While cleanup has proceeded at a rapid pace in Anguilla, the restaurant industry hasn’t fully recovered—yet. Some of the upscale spots, like The Restaurant at Malliouhana, started by Michelin-star French chefs, and the Belmond’s elegant Pimm’s and Cip’s by Cipriani are still working on repairs. Island staples like Scilly Cay, a speck of an island that hosts seafood barbecues under a palapa, and Blanchards, which serves a globally-inspired menu near the beach at Meads Bay, aren’t slated to reopen until late fall.

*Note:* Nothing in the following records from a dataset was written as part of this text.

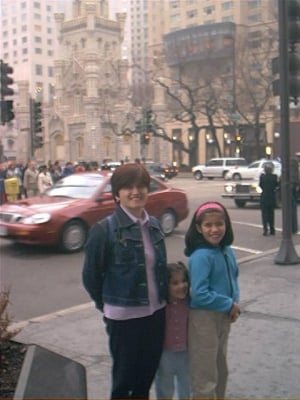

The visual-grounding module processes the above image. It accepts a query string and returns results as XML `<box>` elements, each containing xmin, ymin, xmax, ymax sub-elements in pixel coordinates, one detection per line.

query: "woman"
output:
<box><xmin>83</xmin><ymin>163</ymin><xmax>167</xmax><ymax>399</ymax></box>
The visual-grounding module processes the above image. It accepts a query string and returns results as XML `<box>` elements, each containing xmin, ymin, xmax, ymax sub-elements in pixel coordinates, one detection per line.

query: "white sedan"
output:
<box><xmin>225</xmin><ymin>159</ymin><xmax>281</xmax><ymax>181</ymax></box>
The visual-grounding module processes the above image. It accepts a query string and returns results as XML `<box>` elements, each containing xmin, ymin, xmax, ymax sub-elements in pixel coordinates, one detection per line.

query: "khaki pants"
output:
<box><xmin>188</xmin><ymin>309</ymin><xmax>230</xmax><ymax>399</ymax></box>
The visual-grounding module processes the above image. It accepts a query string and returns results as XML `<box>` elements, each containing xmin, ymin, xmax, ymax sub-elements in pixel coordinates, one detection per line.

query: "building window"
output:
<box><xmin>35</xmin><ymin>64</ymin><xmax>43</xmax><ymax>75</ymax></box>
<box><xmin>222</xmin><ymin>15</ymin><xmax>233</xmax><ymax>22</ymax></box>
<box><xmin>170</xmin><ymin>0</ymin><xmax>179</xmax><ymax>8</ymax></box>
<box><xmin>248</xmin><ymin>14</ymin><xmax>261</xmax><ymax>24</ymax></box>
<box><xmin>186</xmin><ymin>10</ymin><xmax>197</xmax><ymax>18</ymax></box>
<box><xmin>222</xmin><ymin>1</ymin><xmax>233</xmax><ymax>11</ymax></box>
<box><xmin>248</xmin><ymin>0</ymin><xmax>261</xmax><ymax>10</ymax></box>
<box><xmin>170</xmin><ymin>14</ymin><xmax>180</xmax><ymax>24</ymax></box>
<box><xmin>203</xmin><ymin>6</ymin><xmax>215</xmax><ymax>15</ymax></box>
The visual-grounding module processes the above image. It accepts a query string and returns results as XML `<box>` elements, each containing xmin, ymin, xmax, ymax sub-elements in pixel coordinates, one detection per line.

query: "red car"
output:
<box><xmin>0</xmin><ymin>172</ymin><xmax>189</xmax><ymax>253</ymax></box>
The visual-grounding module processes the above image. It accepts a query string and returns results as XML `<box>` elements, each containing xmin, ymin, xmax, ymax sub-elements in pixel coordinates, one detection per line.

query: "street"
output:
<box><xmin>0</xmin><ymin>177</ymin><xmax>300</xmax><ymax>321</ymax></box>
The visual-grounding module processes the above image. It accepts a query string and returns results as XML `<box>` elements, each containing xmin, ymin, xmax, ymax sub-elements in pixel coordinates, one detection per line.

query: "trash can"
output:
<box><xmin>4</xmin><ymin>177</ymin><xmax>20</xmax><ymax>201</ymax></box>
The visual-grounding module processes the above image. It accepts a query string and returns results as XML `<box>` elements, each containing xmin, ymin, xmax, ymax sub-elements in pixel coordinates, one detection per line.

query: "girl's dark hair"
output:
<box><xmin>110</xmin><ymin>163</ymin><xmax>150</xmax><ymax>201</ymax></box>
<box><xmin>184</xmin><ymin>201</ymin><xmax>234</xmax><ymax>256</ymax></box>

Instead of rushing to reopen, CuisinArt took the past year to give the whole property a facelift and double down on the hydroponic garden. The updated facility—along with the entire resort—will open on November 1. “We really worked closely with engineers to create a sophisticated system that would be more durable, more sustainable, and more productive than before,” says Zaharia. That includes a stronger structure and branching out in terms of crops. “We’re looking into setting up micro-climates within the farm to grow things like sprouts or berries, which has never been done in the Caribbean before,” says Larch.
Any excess production will go to staff members and into the community. CuisinArt plans to donate to senior citizen homes, schools, and the island’s only hospital. “We’re masters in this particular area, and that’s what we want to share with guests and the island,” says Larch. “That means providing our guests with the best possible food, employing people from the local community, and being as sustainable as possible.”
On the surface, CuisinArt’s hydroponic garden covers less than a square mile of island. And yet from the beginning, it’s been an experiential entry point into Anguilla’s dynamic culinary scene. Hurricane Irma may have wiped out last year’s crop, but it can’t kill this island’s dedication to genuine farm-to-table dining.